Slide 3:
In this example, we use much more retiming resources than what is found
in common designs. Still, this is what it takes to get efficient design.
Slide 4:
This is the common retiming structure for image processing computations,
where a local operation is performed in a small region of the image.
By serializing operations on the image, we can reuse the same compute element
for all operations. There are two types of retiming elements. Those that
keep values that we may need to look at on every cycle (red registers) and
are usually the results of previous operations, and those that hold results
that we do not need to examine that often (grey-yellow FIFOs) and are used
for retiming of the scan-lines.
Slide 5:
For systolic computations, we need to stagger inputs in order to achieve
correctness. Therefore, we need retiming resources. One thing to notice is
that if we perform multiple computations in the row (in this case
multiple matrix multiplications), retiming registers just set up the initial
input skew which does not have to change at any point in the future.
Slide 6:
For echo cancellation we need to hold the value computed for time
equal to a round-trip delay before performing the subtraction.
Slide 7:
In the initial layout, the logic depth is one (e.g. all pixels calculated at
once). Each following layout comes
from the one before by halving the amount of computing elements we
devote to the computation. On every such step, we must add a retiming
register (the red one) that hold inputs to the first "half-computation"
in order to use it with the second one. By serializing operations we go to
deeper retiming structures. An interesting thing is that with every cut
we reduce the requirements in computing elements to half, but the amount
of retiming resources needed stays the same.
Slide 8:
Retiming provides temporal interconnect, since it make a result available to
the same point sometime later. A wire provides spatial interconnect.
Slide 9:
By bandwidth we mean the length of time.
When we know exactly when the data must be available to some point (how many
clock cycles), latency is not an issue. In this case, bandwidth is
the main concern.
Slide 10:
A single LUT implementation of a flip-flop is also possible if sufficient
delay between inputs-outputs is available.
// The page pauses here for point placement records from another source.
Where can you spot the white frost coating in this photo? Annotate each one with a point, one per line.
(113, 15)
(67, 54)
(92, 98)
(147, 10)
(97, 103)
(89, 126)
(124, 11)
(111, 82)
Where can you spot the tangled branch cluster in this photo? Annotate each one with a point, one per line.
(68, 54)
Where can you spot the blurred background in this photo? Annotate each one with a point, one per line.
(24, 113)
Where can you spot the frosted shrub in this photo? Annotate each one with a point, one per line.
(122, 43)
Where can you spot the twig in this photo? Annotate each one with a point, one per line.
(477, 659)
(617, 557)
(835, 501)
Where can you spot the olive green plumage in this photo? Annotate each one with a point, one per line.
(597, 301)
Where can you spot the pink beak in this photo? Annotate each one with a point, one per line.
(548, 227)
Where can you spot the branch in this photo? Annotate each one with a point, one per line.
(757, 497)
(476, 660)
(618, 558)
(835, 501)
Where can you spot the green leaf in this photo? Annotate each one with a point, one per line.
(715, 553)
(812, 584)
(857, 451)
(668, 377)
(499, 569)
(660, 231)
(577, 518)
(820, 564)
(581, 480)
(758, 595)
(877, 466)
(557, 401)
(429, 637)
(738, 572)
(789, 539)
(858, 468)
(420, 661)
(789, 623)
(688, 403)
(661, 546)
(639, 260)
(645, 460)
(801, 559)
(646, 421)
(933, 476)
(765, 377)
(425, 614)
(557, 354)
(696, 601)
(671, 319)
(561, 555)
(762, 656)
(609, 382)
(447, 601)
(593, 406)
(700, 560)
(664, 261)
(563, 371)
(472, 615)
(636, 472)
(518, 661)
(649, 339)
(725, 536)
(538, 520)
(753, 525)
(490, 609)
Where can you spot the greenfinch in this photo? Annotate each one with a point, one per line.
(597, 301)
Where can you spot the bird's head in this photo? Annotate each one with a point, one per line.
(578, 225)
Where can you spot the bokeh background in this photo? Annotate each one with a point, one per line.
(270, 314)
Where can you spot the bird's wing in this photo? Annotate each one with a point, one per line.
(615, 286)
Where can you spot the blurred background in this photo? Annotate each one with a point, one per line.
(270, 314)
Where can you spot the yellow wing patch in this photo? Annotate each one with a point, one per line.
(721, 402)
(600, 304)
It is clear that such an implementation of retiming resources is not
area efficient. Still, you may be able to fold some more functions to
these LUTs through the unused inputs.
Slide 11:
In this case, the area penalty for adding the optional flip-flop at the
outputs is almost 2%, which is very small (can be ignored).
Slide 12:
The problem in this case is that we also have to provide the interconnect
resources for the flip-flop. These significantly increase the area
penalty (~1/4 of LUT area).
Slide 13:
Xilinx allows you to use the CLB 4-LUT memories like a register file for
retiming purposes, performing 1 read and 1 write per clock cycle. So the
bandwidth is 1 bit-in and 1 bit-out/cycle. The area penalty is kind of
misleading because it does not account for the counters that need to be
implemented to use the array this way. One or two 4-bit counters are
necessary.
In older generations of Xilinx CLBs, this was not possible
since write was asynchronous, which made things much more difficult.
Slide 14:
In the first scheme, we can select the retiming delay but only one of the
delayed versions of the output is becomes available.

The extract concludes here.